GenAI for medical text also has challenges associated with veracity. Most language models were trained on large text sets that are not medical in nature. Furthermore, medical text often has numbers which are critical but not understood by current LLM technology.

“AI methods in general tend to promote confirmation bias where the radiologist finds that the AI is usually reliable and, if they are not given some sort of signal that an instance of AI output is less trustworthy, they will tend to trust all outputs,” Erickson says. “For that reason, I think uncertainty quantification is going to be a critical element of successful AI adoption.”

Miller says the reliance on GenAI in radiology can lead to diagnostic complacency among radiologists, potentially undermining their expertise and critical reasoning skills. “Training data for foundation models often has a bias towards the most common disease,” he says. “If you train a GenAI on a random large pool of data, most of that pool of data will be common issues by default. This means that less common diseases may be underdiagnosed given the impossibility of giving an AI enough data on rare diseases to recognize it to the same quality as common diseases.”

Setting Standards
GenAI, Miller says, must be held to the same, if not a higher, standard as typical medical devices. “If a GenAI device harms a patient, the liability must clearly fall to the AI company that developed it,” he says. “This helps enforce safety-focused thinking, not just in deployment, but in development. Furthermore, there are a number of reports of physicians using ChatGPT to aid in patient treatment. ChatGPT is definitely not a regulated, approved medical device, so the liability is with the physician for any patient harm that comes from using it.”

Today’s medical records are often difficult to consume efficiently and, if GenAI can help to efficiently summarize medical notes, Erickson believes radiologists and others may be more motivated to actually see what other clinicians are saying about a patient. “In particular, if the GenAI output can be tuned into what a specific radiologist wants— for example, a neurointerventional radiologist almost certainly wants a different summary than a breast radiologist—the value of these tools will go up and interaction between specialists will also go up,” he says.

In Miller’s opinion, GenAI is not ready to independently diagnose patients without some manner of radiologist in the loop, and it’s probably at least a decade away from reliably and legally diagnosing patients without a physician or radiologist oversight. “That being said, the risks are plenty, but I view them as more social/political than technical,” Miller says. “Anyone who’s been treated for anything can tell you that a physician’s job goes beyond treatment and into the realm of care, which AI won’t ever be capable of. So call me excited for the long term but somewhat skeptical in the short term.”

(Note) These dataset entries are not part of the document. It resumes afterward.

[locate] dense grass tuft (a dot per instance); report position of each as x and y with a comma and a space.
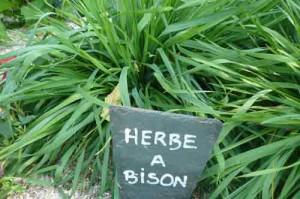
235, 60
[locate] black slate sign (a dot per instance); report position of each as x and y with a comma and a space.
160, 155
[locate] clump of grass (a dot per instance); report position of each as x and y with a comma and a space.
234, 60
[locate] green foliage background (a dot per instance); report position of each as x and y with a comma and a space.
235, 60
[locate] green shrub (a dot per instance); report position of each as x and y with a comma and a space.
234, 60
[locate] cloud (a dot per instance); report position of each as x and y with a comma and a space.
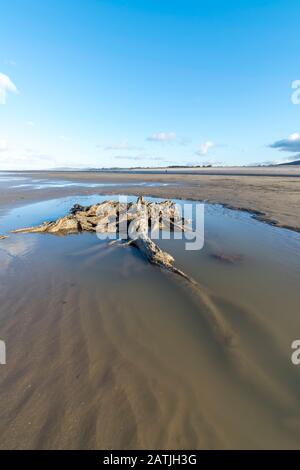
204, 148
3, 145
291, 144
6, 85
162, 137
124, 145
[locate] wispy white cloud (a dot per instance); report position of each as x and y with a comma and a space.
205, 147
291, 144
162, 137
3, 145
124, 145
6, 85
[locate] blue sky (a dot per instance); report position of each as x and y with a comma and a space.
107, 83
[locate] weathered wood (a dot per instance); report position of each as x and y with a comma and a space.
107, 217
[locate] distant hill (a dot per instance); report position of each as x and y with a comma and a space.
296, 162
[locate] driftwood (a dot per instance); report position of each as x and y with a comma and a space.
136, 219
141, 218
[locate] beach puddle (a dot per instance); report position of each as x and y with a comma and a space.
28, 183
107, 351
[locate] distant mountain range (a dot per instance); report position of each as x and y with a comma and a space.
296, 162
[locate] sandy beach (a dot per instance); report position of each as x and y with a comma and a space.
105, 351
272, 194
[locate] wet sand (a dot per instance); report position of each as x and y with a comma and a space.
271, 194
107, 351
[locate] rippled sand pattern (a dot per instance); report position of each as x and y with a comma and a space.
106, 351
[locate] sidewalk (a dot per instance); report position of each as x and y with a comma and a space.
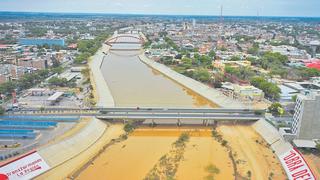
102, 92
203, 90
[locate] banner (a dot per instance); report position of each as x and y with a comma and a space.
25, 167
295, 166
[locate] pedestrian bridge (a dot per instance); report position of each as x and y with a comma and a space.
125, 39
136, 113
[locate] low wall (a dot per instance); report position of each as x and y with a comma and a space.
104, 96
205, 91
65, 150
272, 136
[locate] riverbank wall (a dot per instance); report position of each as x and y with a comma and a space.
59, 154
272, 136
102, 92
203, 90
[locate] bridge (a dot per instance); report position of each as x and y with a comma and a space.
130, 113
117, 39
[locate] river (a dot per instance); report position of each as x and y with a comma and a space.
134, 84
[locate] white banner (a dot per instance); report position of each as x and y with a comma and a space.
295, 166
25, 167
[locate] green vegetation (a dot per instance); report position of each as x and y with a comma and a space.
88, 48
168, 164
171, 43
276, 109
202, 75
244, 73
1, 110
212, 170
27, 81
254, 50
60, 82
271, 90
318, 146
271, 60
129, 127
294, 98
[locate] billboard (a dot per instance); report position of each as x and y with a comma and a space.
295, 166
24, 167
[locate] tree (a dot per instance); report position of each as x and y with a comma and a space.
318, 146
2, 110
212, 54
271, 90
202, 75
55, 81
294, 98
276, 109
235, 58
187, 62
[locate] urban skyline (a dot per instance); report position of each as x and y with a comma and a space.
230, 8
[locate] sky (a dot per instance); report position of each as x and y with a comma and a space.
303, 8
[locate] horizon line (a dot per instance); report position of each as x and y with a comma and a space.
157, 14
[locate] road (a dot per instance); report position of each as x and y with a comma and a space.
150, 113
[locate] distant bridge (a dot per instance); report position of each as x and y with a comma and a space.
153, 113
115, 39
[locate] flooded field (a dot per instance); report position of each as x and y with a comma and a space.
251, 153
202, 157
172, 152
144, 148
133, 84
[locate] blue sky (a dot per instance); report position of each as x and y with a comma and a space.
179, 7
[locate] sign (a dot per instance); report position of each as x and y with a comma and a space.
25, 167
295, 166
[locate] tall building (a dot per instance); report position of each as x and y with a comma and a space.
306, 119
39, 41
314, 45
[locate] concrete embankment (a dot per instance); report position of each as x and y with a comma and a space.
60, 156
272, 136
203, 90
102, 91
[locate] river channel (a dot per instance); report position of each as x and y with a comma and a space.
148, 150
134, 84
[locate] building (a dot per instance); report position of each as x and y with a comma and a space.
36, 42
306, 119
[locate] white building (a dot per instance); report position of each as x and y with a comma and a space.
306, 119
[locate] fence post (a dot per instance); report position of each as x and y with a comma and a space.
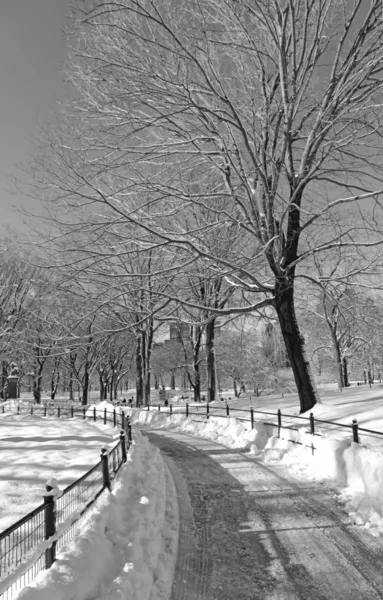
355, 434
129, 431
105, 468
50, 529
123, 445
312, 426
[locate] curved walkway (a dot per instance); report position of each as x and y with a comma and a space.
249, 531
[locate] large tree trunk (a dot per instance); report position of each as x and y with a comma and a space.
4, 376
85, 388
295, 345
210, 361
345, 372
338, 360
139, 374
37, 384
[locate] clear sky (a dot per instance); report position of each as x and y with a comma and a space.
32, 50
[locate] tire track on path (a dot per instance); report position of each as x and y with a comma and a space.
250, 531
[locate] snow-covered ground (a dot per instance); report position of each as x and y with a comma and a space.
34, 449
356, 469
126, 548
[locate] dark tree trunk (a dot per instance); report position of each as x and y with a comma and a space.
197, 383
4, 375
345, 372
210, 361
338, 360
85, 388
139, 374
37, 384
295, 345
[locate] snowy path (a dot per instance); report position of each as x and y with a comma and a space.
250, 531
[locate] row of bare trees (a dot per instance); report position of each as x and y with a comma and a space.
219, 158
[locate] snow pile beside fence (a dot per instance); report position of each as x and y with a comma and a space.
356, 468
127, 546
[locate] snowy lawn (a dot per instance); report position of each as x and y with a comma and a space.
126, 548
34, 449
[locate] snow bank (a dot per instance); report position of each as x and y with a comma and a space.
356, 468
126, 547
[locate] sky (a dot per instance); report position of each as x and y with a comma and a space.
127, 547
32, 51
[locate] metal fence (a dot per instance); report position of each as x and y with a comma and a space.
29, 545
278, 420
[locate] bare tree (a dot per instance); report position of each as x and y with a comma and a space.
274, 105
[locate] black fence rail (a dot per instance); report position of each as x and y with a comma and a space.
29, 545
278, 420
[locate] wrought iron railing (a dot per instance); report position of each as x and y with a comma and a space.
29, 545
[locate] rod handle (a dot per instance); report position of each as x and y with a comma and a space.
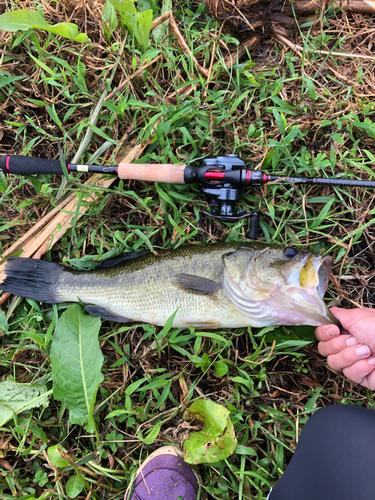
27, 165
173, 174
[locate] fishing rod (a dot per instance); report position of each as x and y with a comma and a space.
221, 178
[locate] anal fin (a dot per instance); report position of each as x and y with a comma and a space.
105, 313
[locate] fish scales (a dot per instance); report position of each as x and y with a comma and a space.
143, 289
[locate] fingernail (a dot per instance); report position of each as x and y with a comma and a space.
351, 341
331, 332
363, 350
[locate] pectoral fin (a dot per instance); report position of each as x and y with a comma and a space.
196, 284
107, 314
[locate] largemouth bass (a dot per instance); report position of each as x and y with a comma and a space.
227, 285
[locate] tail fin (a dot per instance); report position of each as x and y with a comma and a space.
32, 278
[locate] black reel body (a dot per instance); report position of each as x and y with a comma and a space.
221, 179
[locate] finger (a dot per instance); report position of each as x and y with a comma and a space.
362, 372
369, 380
348, 356
336, 345
326, 332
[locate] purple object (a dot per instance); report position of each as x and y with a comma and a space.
164, 476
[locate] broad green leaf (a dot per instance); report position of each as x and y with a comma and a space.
55, 457
23, 20
221, 368
74, 486
16, 398
216, 441
142, 28
127, 10
76, 361
109, 16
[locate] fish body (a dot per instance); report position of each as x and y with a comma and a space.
226, 285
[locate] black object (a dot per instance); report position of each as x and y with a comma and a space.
27, 165
334, 458
221, 178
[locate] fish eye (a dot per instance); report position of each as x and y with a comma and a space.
290, 252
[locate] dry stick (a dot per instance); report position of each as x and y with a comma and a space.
42, 222
311, 6
122, 84
181, 42
48, 236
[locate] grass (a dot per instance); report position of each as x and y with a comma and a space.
308, 116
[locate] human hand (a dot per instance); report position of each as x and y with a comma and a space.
353, 351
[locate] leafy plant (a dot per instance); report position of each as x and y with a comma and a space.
76, 364
23, 20
138, 22
16, 398
216, 441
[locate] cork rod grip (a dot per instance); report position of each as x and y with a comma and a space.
173, 174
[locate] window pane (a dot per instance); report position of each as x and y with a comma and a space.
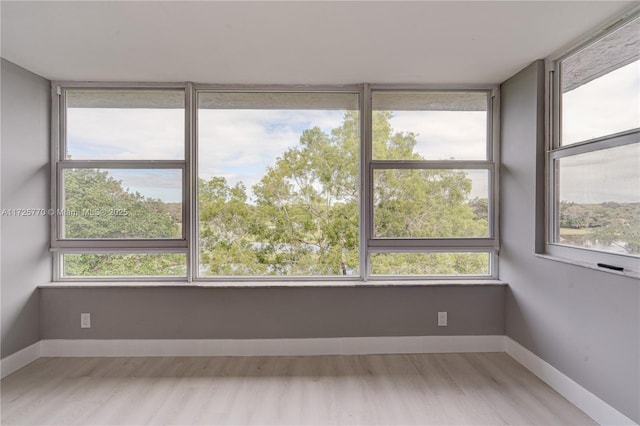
601, 87
599, 200
125, 125
429, 125
124, 265
430, 263
430, 203
122, 203
278, 187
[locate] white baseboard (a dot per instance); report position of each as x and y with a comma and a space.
273, 347
22, 358
595, 407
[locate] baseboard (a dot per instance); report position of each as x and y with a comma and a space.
596, 408
593, 406
22, 358
274, 347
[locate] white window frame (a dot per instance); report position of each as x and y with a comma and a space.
61, 246
590, 258
189, 243
489, 244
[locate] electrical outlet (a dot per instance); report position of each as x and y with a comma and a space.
442, 319
85, 320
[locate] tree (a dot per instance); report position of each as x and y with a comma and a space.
302, 217
97, 206
305, 220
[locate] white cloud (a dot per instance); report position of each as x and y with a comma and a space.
600, 176
606, 105
240, 144
442, 135
125, 134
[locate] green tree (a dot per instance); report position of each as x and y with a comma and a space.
305, 216
97, 206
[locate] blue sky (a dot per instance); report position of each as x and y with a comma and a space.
240, 144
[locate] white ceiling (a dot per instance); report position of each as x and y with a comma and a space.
301, 42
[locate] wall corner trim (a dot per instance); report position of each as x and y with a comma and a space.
592, 405
272, 347
22, 358
579, 396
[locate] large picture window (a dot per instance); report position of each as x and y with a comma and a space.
432, 176
595, 154
220, 183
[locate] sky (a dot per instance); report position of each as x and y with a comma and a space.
607, 105
240, 144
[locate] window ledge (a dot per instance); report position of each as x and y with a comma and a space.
590, 265
270, 284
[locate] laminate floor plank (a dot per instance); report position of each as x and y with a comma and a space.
413, 389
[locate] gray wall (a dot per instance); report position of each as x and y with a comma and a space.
242, 313
26, 261
584, 322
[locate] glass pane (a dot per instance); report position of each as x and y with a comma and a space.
601, 87
122, 203
125, 125
430, 263
124, 265
430, 203
429, 125
599, 200
278, 189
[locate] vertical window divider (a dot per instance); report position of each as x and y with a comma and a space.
190, 180
366, 184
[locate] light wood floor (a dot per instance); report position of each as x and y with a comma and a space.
443, 389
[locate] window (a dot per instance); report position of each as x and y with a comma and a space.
121, 171
431, 175
278, 184
595, 154
201, 182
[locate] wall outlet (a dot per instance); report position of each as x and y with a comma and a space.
442, 319
85, 320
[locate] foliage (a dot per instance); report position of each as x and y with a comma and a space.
97, 206
608, 223
301, 218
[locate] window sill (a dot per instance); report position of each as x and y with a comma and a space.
589, 265
273, 284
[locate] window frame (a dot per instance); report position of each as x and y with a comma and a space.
59, 163
555, 150
489, 244
189, 243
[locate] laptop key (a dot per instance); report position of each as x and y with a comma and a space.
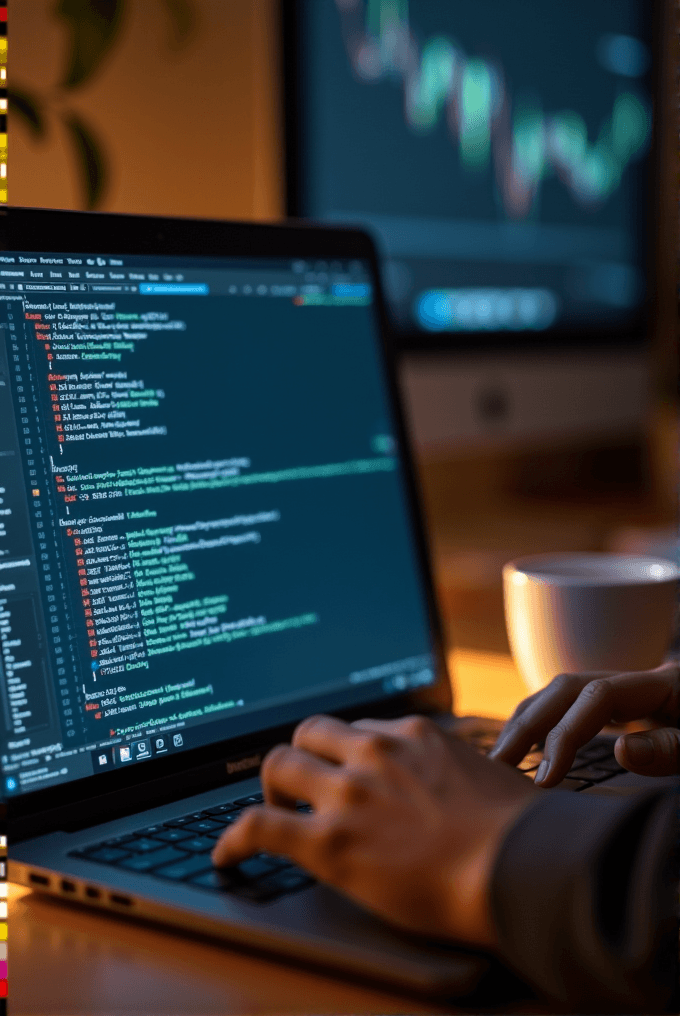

While AI is never going to be perfect, neither are humans, and many people in the field feel that if GenAI can reduce error rates, that should be an acceptable condition for clinical use. “I think uncertainty quantification can also help,” Erickson says. “I think that if we can develop a framework for incorporating UQ values into a practice and accept better-than human system performance—even if not perfect—that should be acceptable from a regulatory perspective.”

Keith Loria is a freelance writer based in Oakton, Virginia. He is a frequent contributor to Radiology Today.